Quando se propõe que o Estado crie políticas públicas para promover a alimentação saudável – e, em particular, quando se propõe restringir a publicidade direcionada a crianças –, as empresas alegam que simplesmente atendem a demandas da sociedade. Dizem que elas não criaram nenhum hábito. Não moldaram nossas atitudes. Não influenciaram nossa conduta.

A maneira como a Nestlé reescreveu a doçaria brasileira joga tudo isso por terra. Em coquetéis, tapiocas, doces, saladas de frutas: o Leite Moça e suas imitações se inscreveram como um amálgama capaz de conectar quaisquer ingredientes. Uma estranha liga que, com uma quantidade hedionda de açúcar, torna agradável qualquer preparação.
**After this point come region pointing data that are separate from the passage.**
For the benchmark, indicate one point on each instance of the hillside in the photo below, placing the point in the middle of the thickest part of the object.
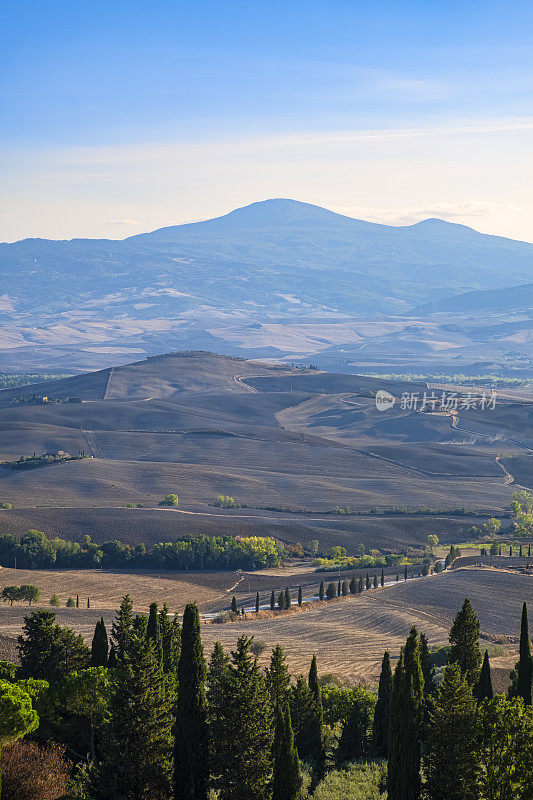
(278, 440)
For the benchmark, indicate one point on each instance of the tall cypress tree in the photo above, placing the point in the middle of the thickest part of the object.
(277, 676)
(100, 646)
(525, 663)
(191, 752)
(136, 745)
(153, 634)
(317, 744)
(244, 730)
(464, 638)
(405, 726)
(450, 760)
(122, 627)
(287, 779)
(483, 688)
(380, 730)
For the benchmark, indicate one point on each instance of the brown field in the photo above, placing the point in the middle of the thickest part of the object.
(348, 635)
(270, 436)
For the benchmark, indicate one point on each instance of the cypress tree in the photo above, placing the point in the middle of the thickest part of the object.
(317, 744)
(522, 675)
(427, 666)
(217, 676)
(380, 730)
(153, 634)
(136, 745)
(99, 646)
(244, 730)
(450, 760)
(122, 628)
(303, 713)
(277, 676)
(191, 753)
(405, 726)
(483, 688)
(464, 638)
(287, 779)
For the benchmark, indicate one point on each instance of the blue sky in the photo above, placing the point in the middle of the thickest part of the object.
(122, 116)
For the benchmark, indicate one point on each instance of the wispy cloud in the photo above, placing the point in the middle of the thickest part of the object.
(471, 209)
(123, 222)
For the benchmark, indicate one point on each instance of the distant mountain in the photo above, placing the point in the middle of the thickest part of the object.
(513, 298)
(275, 257)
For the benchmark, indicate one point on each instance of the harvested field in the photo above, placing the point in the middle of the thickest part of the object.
(348, 635)
(152, 525)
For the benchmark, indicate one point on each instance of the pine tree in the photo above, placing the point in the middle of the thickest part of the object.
(464, 638)
(244, 730)
(277, 676)
(483, 688)
(450, 760)
(380, 730)
(191, 752)
(99, 646)
(153, 634)
(287, 779)
(406, 718)
(136, 745)
(122, 627)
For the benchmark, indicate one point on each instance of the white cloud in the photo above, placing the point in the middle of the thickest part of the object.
(471, 209)
(123, 222)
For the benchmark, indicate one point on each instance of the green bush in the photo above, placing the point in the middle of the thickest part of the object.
(359, 781)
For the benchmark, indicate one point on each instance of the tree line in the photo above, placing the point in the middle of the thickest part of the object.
(143, 714)
(36, 551)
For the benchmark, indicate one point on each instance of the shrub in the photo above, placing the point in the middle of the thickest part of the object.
(171, 500)
(33, 772)
(365, 781)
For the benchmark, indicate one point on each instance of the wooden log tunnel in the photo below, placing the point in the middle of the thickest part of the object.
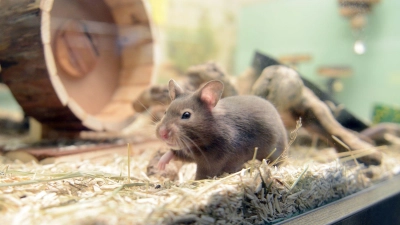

Durante as eleições de 2018, Jair Bolsonaro acrescentou uma camada de estranheza – entre tantas outras – quando apareceu no maior telejornal do país comendo pão com leite condensado. Ficamos pensando qual terá sido a reação dos diretores da Nestlé: ganharam mais uma receita? Odiaram ter a imagem tão doce associada a essa indócil criatura?

Uma dissertação de mestrado apresentada em 2010 à Faculdade de Filosofia, Letras e Ciências Humanas da USP se concentra sobre a transmissão do conhecimento culinário no Brasil do século 20 e dá especial atenção para o caso de sucesso da Nestlé. A autora,  Débora Santos de Souza Oliveira, conta que Débora Fontenelle visitou cursos de culinária Brasil afora e constatou que nem 10% das receitas eram feitas com Leite Moça.

A Nestlé começou um trabalho de persuasão das professoras de culinária, enviando receitas, materiais, cursos e produtos. Mais ou menos como hoje em dia as marcas fazem com influencers. Segundo a dissertação de Oliveira, as vendas de Leite Moça cresceram 25% entre 1960 e 1962.

A gente olhou os dados da Organização das Nações Unidas para a Alimentação e a Agricultura (FAO). Em 1961, o Brasil produzia 16 mil toneladas de leite condensado por ano. Uma década mais tarde, era o dobro. E em 2018 foram 64 mil toneladas, ou quatro vezes mais em relação ao início do trabalho de Débora Fontenelle. Hoje, a empresa diz que 70% das receitas de doces no Brasil levam leite condensado, uma informação difícil de ser checada.